Donoho Colloquium

About the Colloquium

The Donoho Colloquium was established in May 2010 with a generous gift from David and Miriam Donoho, Dartmouth Class of 2006 Parents. The Fund is intended to honor their son, Daniel Donoho, Dartmouth Class of 2006 and to support a colloquium series sponsored by the Neukom Institute.

The fund seeks to contribute to the Neukom Institute's primary goal of enabling Dartmouth students and faculty to integrate computational technology into their curriculum, scholarship, and, most critically, into their thinking.

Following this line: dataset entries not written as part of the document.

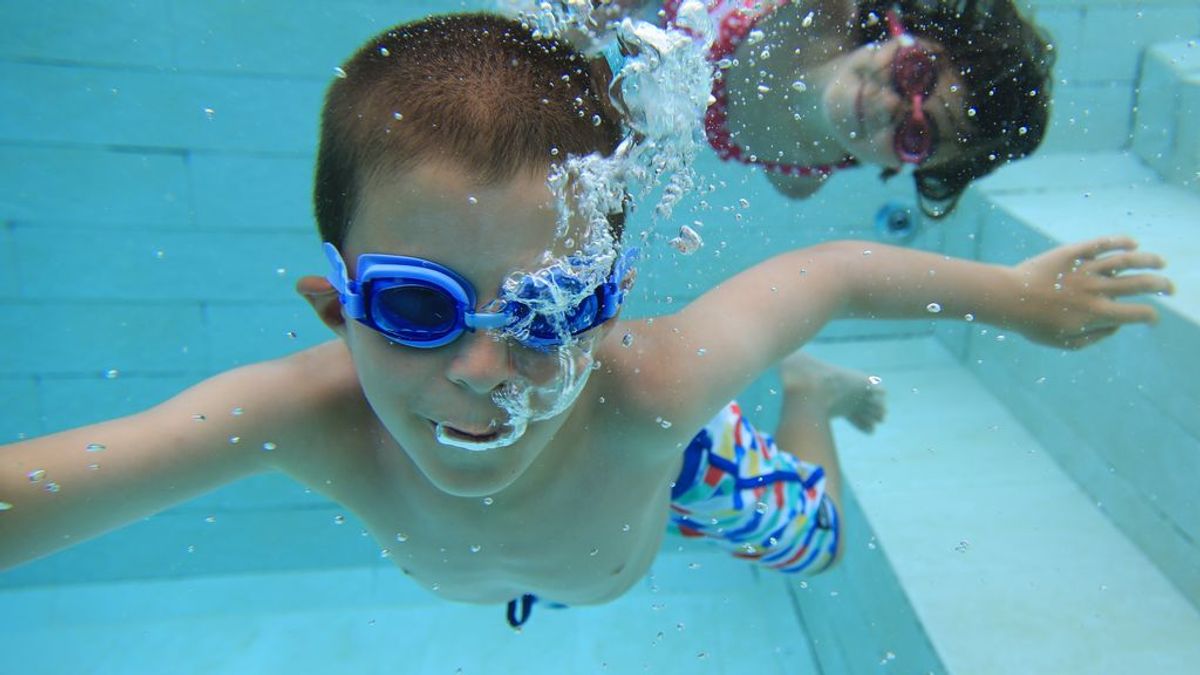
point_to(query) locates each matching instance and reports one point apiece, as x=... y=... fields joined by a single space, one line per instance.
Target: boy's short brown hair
x=478 y=90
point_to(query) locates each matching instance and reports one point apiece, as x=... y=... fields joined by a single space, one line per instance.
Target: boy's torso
x=581 y=526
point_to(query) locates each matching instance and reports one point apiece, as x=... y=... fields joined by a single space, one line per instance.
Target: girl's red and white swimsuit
x=733 y=19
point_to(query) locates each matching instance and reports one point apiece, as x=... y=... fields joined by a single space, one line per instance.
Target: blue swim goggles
x=423 y=304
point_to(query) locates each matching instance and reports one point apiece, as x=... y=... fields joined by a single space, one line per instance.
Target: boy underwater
x=499 y=446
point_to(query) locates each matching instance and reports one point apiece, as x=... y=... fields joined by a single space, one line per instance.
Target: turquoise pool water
x=1023 y=509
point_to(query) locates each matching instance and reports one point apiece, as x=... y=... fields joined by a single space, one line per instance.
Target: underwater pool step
x=999 y=557
x=1167 y=124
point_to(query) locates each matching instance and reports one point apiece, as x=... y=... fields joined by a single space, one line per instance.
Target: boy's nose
x=480 y=363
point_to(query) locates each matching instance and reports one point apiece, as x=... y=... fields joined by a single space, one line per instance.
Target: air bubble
x=688 y=242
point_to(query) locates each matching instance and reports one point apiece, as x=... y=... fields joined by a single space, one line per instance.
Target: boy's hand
x=1069 y=293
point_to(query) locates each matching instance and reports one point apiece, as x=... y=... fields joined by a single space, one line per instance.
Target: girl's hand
x=1069 y=293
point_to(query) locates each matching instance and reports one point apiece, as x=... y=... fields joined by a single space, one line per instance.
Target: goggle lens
x=414 y=312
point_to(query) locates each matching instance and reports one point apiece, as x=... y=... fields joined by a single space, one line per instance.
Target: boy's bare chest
x=580 y=541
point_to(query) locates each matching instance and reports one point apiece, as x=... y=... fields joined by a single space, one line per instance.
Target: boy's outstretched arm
x=1067 y=297
x=61 y=489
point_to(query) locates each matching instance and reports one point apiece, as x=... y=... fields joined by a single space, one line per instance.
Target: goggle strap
x=486 y=321
x=341 y=281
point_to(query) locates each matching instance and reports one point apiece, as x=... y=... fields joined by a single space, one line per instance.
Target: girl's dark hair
x=1005 y=64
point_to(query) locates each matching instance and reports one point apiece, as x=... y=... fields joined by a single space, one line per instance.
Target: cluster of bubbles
x=661 y=84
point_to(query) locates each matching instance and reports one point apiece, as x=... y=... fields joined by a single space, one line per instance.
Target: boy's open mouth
x=481 y=435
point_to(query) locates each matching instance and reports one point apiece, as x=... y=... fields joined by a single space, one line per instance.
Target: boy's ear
x=323 y=298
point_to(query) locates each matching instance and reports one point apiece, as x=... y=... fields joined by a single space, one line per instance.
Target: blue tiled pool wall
x=155 y=214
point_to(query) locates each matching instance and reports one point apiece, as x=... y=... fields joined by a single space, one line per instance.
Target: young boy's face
x=437 y=213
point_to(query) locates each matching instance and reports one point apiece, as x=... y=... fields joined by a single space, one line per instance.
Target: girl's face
x=867 y=111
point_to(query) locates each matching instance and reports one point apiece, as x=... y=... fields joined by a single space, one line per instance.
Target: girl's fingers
x=1137 y=284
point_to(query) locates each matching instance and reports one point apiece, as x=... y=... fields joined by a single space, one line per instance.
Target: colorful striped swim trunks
x=753 y=499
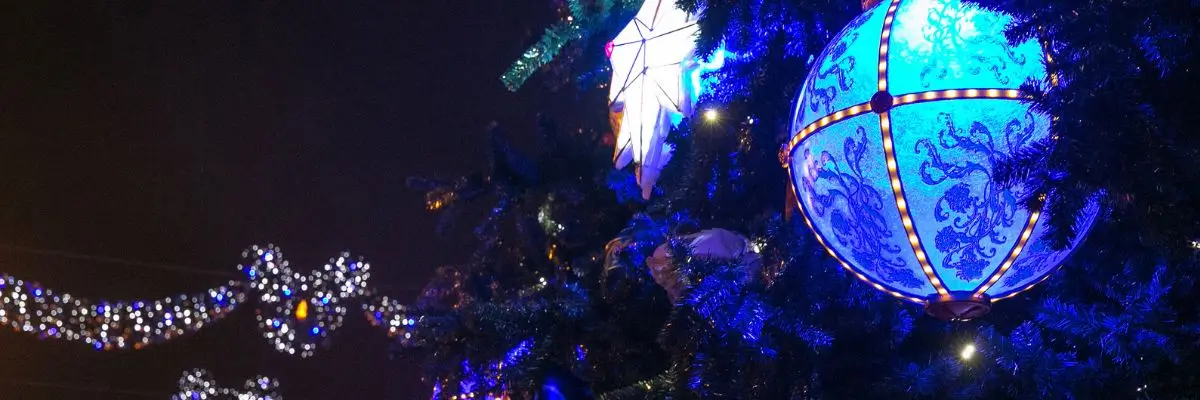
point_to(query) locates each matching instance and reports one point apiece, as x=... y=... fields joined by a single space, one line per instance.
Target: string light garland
x=297 y=311
x=28 y=306
x=199 y=384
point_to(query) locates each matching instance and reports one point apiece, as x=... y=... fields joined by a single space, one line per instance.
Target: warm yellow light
x=303 y=310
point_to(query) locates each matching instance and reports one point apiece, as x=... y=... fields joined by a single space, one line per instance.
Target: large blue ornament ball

Fall 2022 Donoho Colloquium

Discovering the Past Through Deep Ocean Exploration

SEARCH2O Senior Vice President - James P. Delgado, Ph.D., RPA

Wednesday, October 19th @5pm

In - Person at the Oopik Auditorium, Class of 1978 Life Sciences Center - Dartmouth College

Event recording available on the Dartmouth Youtube Channel.

Dr. James Delgado

Dr. James Delgado

James P. Delgado, Ph.D. is a maritime archaeologist, journalist, author, and documentary television host who has spent the forty-four years in work around the world on some of history's most important shipwrecks, including ancient wrecks, the lost fleet of Mongol Emperor Kublai Khan, Arctic ships of exploration, wrecks of the California Gold Rush, the lost ships of Pearl Harbor, the atomic test fleet at Bikini Atoll, RMS Titanic, Civil War, World War I and World War II wrecks, and most recently, the ongoing excavation of  Clotilda, the last ship known to have brought captives to America to enslave them.  Author and editor of over thirty books, and over a hundred scholarly and popular articles and reports, he is the Senior Vice President of SEARCH, Inc., the flagship cultural resources company in the United States, and heads the company's exploration sector.  He previously served as Director of Maritime Heritage in the Office of National Marine Sanctuaries for the National Oceanic and Atmospheric Administration, as founding director of the maritime heritage program of the National Park Service, as President and CEO of the Institute of Nautical Archaeology, as Executive Director of the Vancouver Maritime Museum, and as  founding Historian for the Golden Gate National Recreation Area.  He served as Host for the six seasons of National Geographic's "The Sea Hunters," with best-selling author Clive Cussler, and is currently series advisor and is a frequent guest on National Geographic's series "Drain the Oceans."  He is a Fellow of the Royal Geographical Society, the Royal Canadian Geographic Society, and the Explorers Club.

Abstract

There are some two million shipwrecks in the oceans, lakes and rivers of the world, and a number of them lie at great depth in the largely unexplored, uncharted global ocean.  Increasingly, technology and systematic survey is discovering these wrecks.  Drawing on five decades of experience in archaeology and the science of shipwrecks, the mechanics and the technology of this exploration and what it has revealed, we see an analog for exploration beyond the Earth, but we also see in what we find not only unknown deep sea landscapes, "aliens of the deep," and technological application in extreme environments.  We see a range of human history that reflects not only the ships, but the people and the stories associated with them.  Those human connections help make this science relevant.  The ships and their stories also offer insights into the past, human nature, and add to our understanding of history but also human nature.